There’s friction between the sommelier community and major wine publications (and their reviewers). On one side, the sommelier is perceived as a snooty know-it-all who turns their nose up at any wine over 14% alcohol made with new oak. On the other side, the wine critic representing a pay-to-play business who’s lifeblood is advertising dollars from major wine conglomerates who just happen to end up gracing a majority of the Top 100 list each year. Coincidence?

Knowing who to trust for wine recommendations isn’t hard. Not one other person can possibly know what you as an individual likes to drink. The best wine for you is the wine you like.

Let’s look at the motivation behind wine publication recommendations. First, it’s important to note wine publications are a business motivated by the almighty dollar. Wine critics cover a region regurgitating the same content (worded differently) over and over in an effort to fill pages of a magazine that’s 50% advertising. “Chewy dense tannins and refined oak”… Sound familiar? The wine critic is not trained to follow any industry standard nor do they have any accreditation—it’s just their opinion. Anyone can give an expensive wine a high rating, especially if the producer is an advertiser. Expensive wines aren’t hard to figure out—someone at your table is bound to like it.
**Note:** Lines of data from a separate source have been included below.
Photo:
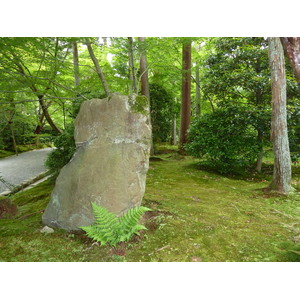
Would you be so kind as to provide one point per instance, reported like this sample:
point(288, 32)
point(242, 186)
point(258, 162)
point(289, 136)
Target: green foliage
point(108, 229)
point(65, 148)
point(227, 138)
point(163, 109)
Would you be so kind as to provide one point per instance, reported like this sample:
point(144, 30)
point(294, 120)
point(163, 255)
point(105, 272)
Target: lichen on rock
point(110, 163)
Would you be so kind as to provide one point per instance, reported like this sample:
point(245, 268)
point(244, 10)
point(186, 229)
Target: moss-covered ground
point(196, 216)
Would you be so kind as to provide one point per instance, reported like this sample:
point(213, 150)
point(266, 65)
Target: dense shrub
point(163, 109)
point(65, 148)
point(227, 138)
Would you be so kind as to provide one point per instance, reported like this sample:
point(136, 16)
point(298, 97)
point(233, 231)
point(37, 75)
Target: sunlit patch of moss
point(196, 216)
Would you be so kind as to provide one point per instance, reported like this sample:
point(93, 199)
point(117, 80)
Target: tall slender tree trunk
point(46, 114)
point(185, 93)
point(198, 104)
point(282, 162)
point(291, 46)
point(144, 81)
point(132, 77)
point(76, 63)
point(98, 68)
point(261, 151)
point(174, 131)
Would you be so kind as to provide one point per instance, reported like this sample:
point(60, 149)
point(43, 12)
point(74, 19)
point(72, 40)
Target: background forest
point(211, 160)
point(44, 81)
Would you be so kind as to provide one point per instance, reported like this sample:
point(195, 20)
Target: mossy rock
point(7, 209)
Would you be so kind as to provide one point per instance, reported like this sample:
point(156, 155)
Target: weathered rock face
point(109, 166)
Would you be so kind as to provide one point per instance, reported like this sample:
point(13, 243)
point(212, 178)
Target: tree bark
point(198, 104)
point(291, 46)
point(282, 163)
point(185, 93)
point(132, 77)
point(98, 68)
point(144, 81)
point(76, 64)
point(144, 70)
point(261, 151)
point(174, 131)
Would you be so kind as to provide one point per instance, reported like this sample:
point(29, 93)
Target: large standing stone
point(109, 166)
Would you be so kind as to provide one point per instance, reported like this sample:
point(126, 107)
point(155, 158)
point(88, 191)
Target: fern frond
point(108, 229)
point(129, 221)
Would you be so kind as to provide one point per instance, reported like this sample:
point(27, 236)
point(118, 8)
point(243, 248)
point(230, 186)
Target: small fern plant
point(109, 229)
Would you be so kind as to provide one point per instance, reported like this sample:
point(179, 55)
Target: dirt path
point(17, 169)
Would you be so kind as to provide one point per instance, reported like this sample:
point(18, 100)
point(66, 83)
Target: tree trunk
point(76, 63)
point(185, 93)
point(174, 131)
point(47, 115)
point(144, 70)
point(13, 137)
point(261, 151)
point(98, 68)
point(198, 104)
point(132, 77)
point(291, 46)
point(144, 81)
point(279, 134)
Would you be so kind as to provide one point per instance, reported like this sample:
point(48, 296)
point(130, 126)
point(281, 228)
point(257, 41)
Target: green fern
point(108, 229)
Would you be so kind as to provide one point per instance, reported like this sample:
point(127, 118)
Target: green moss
point(194, 214)
point(139, 104)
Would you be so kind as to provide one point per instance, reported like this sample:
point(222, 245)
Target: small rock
point(196, 259)
point(47, 229)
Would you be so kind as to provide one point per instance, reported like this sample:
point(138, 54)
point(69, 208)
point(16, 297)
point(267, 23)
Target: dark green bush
point(65, 148)
point(227, 138)
point(163, 109)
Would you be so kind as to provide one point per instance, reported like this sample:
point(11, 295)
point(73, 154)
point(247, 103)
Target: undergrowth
point(195, 215)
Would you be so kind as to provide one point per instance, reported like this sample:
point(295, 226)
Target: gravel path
point(16, 169)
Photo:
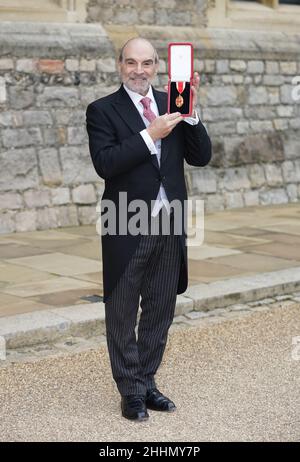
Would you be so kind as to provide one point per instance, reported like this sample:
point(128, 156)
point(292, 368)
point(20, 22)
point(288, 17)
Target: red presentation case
point(181, 71)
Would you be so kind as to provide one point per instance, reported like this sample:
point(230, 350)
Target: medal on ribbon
point(180, 88)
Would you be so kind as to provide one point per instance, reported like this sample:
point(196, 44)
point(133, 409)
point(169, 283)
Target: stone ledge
point(90, 40)
point(87, 320)
point(53, 40)
point(214, 43)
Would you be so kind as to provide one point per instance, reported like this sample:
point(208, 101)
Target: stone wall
point(158, 12)
point(49, 74)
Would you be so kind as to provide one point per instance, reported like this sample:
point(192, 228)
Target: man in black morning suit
point(139, 150)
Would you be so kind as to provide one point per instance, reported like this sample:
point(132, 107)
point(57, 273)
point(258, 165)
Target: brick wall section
point(46, 177)
point(156, 12)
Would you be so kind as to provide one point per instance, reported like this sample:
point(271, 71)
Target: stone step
point(86, 320)
point(31, 10)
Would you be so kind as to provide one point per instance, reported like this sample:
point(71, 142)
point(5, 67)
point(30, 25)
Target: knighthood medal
point(179, 99)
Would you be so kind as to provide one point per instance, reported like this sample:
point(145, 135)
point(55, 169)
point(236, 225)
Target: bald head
point(138, 64)
point(138, 43)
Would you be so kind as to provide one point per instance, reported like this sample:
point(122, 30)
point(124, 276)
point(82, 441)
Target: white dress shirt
point(154, 147)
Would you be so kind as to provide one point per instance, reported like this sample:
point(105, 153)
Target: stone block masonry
point(49, 74)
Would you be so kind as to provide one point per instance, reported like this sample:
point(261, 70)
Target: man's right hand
point(163, 125)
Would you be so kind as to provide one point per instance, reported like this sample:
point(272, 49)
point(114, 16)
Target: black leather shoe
point(158, 402)
point(134, 408)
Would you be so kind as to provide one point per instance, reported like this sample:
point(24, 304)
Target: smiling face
point(138, 66)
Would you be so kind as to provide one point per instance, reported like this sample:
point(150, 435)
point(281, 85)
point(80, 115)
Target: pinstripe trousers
point(150, 279)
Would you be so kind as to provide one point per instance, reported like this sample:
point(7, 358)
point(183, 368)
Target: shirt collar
point(136, 97)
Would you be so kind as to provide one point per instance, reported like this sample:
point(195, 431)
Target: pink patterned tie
point(148, 113)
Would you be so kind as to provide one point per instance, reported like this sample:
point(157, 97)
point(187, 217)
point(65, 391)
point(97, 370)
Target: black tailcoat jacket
point(121, 157)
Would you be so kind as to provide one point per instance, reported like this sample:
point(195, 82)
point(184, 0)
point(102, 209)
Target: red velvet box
point(181, 71)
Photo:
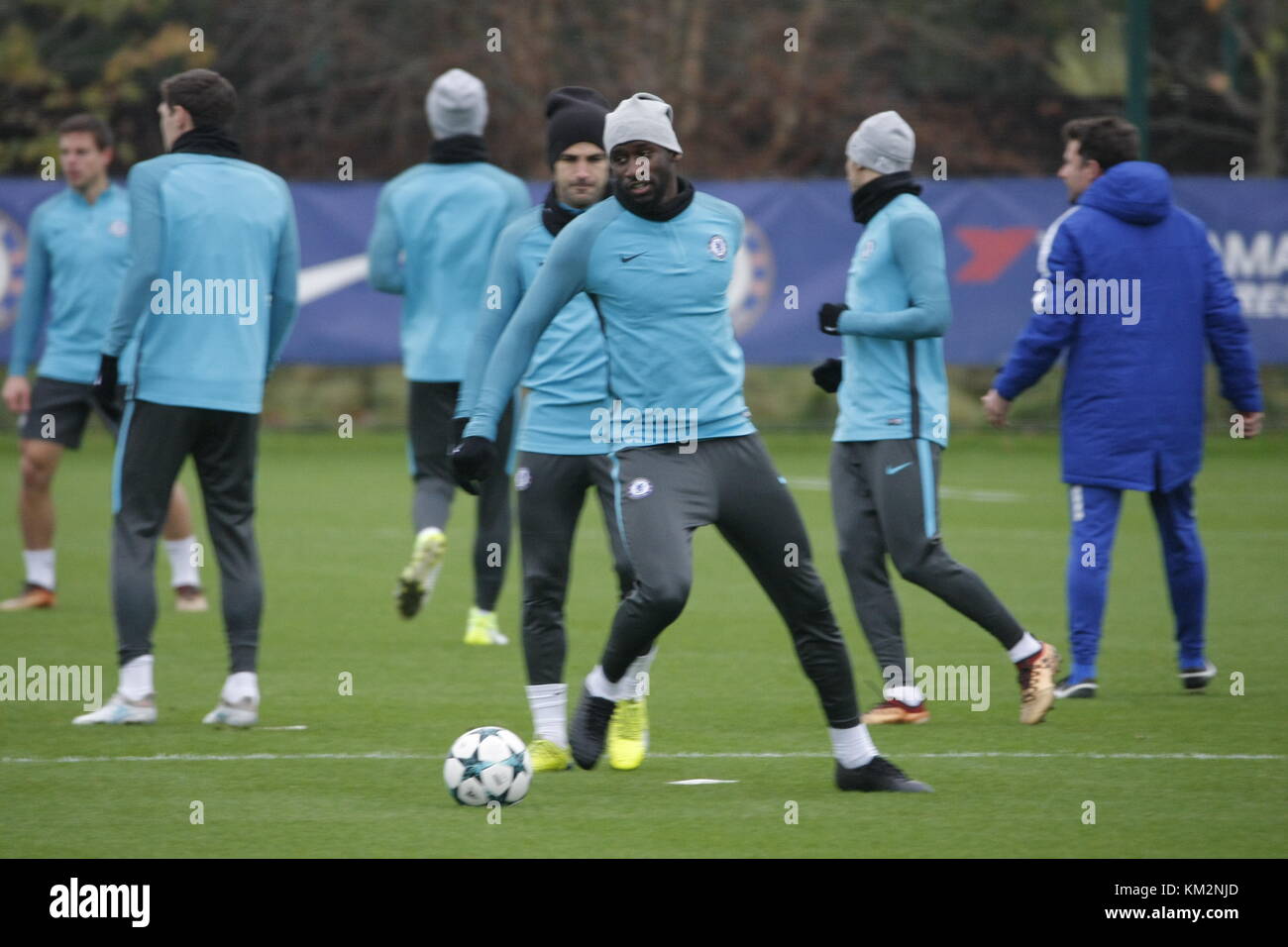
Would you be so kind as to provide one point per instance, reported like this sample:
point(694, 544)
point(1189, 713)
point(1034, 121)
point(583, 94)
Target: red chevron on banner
point(992, 250)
The sommelier is motivated by….well, now let’s look at that. It’s not money. Sommeliers are motivated by something entirely different. The sommelier fights for artists. Small, independent producers with no advertising dollars who happen to make great wines need a champion, and that champion works the floor at finer restaurants. 

The sommelier is more of a filter of typicity. Each grape is supposed to taste like something specific. Merlot has a benchmark. Chardonnay has a benchmark. Riesling has a benchmark. When a winemaker hits the bullseye of what the grape is supposed to be, from the place its grown it gets closer to the center of that grape’s typicity. Often times those producers are relatively unknown from places you wouldn’t think to look. And yes, sometimes the best examples of typicity are lower alcohol wines with less oak. Not always, but often.

Anyone can oak the crap out of a wine and get points. Too much oak usually means higher prices and higher scores. But not necessarily recommendations from sommeliers as the wine loses its typicity. Take the 2009 Chateau Monbousquet from the right bank in Bordeaux for example. Robert Parker gave the wine 95 points. But smell the wine and it neither smells like Merlot, nor does it smell like the place its grown . It smells like a lot of crazy wine making techniques. Some wine lovers and collectors like that, which is fine. But the typicity of the grape is way off.

 

At the end of the day, sommeliers are value shoppers. They’re constantly trying to find the best examples of typicity for each grape at the best possible price, no matter the region. You might get some unexpected recommendations from regions you didn’t expect, such as Domaine Skouras Megas Oenos from Greece ($25 retail) or Graci Etna Rosso ($26 retail). If you like Cabernet based wines from Bordeaux, you might like the Skouras. If you like Pinot Noir, you might like the Etna Rosso.

Aside from typicity, the sommelier is also looking for structure. If you were to make a movie, you’d have a “good guy” and a “bad guy”. The tension between good and bad creates drama. All the supporting cast adds to the story and makes the drama more intriguing. A wine has tension between sugar and acid. They are the main building blocks to the story. Drama between the two makes the wine interesting. All all the additional flavors serve as a  supporting cast. 

Wines with impeccable balance between sugar and acid are wines you’d probably hear as a suggestion from your sommelier. It’s like a friend recommending a good movie. A sommelier is likely to recommend “Forrest Gump” to you while a wine publication is motivated to recommend “Transformers” to you.

If you cross paths with a sommelier who isn’t listening to you and just wants to recommend a wine they like, they’re doing it wrong. Call them out on it. If they listen to you and your likes, then steer you to something they think you’ll like based on what you described, you probably have a good sherpa of value.